Using a cypher query on neo4j, in a directed, cyclic graph I need a BFS query and a target node sorting per depth level.
For the within-depth sorting, a custom "total path cost function" should be used, calculated based on
- all relation attributes
r.followrank
between start and end node. - relation directionality (followrank if it points towards end node, or 0 if not)

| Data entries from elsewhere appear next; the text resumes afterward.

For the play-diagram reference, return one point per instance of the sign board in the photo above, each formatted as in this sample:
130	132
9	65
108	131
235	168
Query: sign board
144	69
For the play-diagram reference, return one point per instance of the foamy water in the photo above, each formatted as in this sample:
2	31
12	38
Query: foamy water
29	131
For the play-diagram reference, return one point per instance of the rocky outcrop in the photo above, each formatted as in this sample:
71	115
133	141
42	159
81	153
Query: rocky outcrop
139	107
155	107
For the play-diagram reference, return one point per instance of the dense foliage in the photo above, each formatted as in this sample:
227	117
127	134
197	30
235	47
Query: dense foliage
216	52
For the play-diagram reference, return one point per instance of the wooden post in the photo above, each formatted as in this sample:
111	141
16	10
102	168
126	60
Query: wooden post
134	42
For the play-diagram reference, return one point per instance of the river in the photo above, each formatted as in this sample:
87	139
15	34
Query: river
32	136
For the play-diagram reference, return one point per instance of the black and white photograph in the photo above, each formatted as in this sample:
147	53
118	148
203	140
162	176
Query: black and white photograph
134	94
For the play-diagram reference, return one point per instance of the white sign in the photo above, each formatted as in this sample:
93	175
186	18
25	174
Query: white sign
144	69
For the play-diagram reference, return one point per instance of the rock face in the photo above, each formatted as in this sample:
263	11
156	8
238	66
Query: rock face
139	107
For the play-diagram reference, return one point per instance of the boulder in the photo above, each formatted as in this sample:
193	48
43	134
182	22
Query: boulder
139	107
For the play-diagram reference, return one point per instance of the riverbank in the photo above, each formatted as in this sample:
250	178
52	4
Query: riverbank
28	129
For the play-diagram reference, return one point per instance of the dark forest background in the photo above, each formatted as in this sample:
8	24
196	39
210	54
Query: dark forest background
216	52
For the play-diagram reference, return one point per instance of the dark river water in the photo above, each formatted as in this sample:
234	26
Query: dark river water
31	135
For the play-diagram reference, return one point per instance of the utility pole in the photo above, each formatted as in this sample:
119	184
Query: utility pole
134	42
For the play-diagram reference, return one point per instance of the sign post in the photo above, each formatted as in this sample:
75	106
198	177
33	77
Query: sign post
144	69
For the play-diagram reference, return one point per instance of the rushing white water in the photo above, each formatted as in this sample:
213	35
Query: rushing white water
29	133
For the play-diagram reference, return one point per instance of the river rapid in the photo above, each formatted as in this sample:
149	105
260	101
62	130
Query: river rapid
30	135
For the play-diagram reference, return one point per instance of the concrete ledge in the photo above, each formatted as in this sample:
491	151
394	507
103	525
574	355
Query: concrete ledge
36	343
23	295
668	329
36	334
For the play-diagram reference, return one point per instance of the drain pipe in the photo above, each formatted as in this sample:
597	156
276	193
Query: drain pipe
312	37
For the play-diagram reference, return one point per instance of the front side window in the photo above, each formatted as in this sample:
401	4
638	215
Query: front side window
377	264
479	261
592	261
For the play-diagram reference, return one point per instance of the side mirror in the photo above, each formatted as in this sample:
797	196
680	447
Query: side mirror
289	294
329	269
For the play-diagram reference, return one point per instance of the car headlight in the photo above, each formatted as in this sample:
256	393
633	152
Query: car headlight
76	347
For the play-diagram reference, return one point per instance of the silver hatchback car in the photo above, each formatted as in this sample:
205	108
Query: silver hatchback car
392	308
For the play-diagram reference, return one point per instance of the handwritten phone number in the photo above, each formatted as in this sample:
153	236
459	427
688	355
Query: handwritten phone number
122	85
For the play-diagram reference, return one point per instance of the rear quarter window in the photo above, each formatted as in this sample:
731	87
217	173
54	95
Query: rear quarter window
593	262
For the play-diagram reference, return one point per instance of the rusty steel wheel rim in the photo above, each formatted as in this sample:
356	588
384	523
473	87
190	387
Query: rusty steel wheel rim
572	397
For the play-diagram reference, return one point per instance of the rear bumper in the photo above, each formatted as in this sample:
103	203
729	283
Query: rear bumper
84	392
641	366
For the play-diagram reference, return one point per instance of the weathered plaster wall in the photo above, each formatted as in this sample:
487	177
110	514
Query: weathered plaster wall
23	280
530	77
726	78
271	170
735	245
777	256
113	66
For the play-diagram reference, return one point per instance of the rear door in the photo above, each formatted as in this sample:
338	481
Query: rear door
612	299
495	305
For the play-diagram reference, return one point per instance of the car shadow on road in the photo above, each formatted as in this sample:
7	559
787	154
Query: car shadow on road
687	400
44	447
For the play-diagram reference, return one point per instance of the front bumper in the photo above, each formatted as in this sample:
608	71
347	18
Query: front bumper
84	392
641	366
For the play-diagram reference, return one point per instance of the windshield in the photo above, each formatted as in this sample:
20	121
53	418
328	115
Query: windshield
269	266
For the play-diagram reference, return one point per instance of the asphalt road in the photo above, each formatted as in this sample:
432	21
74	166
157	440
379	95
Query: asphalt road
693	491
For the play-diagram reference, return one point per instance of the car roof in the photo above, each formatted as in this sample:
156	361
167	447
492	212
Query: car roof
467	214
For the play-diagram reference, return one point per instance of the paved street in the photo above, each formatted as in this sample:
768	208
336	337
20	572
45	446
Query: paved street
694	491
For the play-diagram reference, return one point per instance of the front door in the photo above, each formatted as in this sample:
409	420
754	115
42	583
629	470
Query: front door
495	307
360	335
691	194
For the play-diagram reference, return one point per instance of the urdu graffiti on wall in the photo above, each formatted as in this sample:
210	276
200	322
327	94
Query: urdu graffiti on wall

At any search depth level n
, a node connected to a high ranked node at level n-m, m>0
should be ranked higher than a node connected to a low ranked node at level n-m
. Reverse directionality should result in a 0 rank (which means, the node and its subtree are still part of the ranking).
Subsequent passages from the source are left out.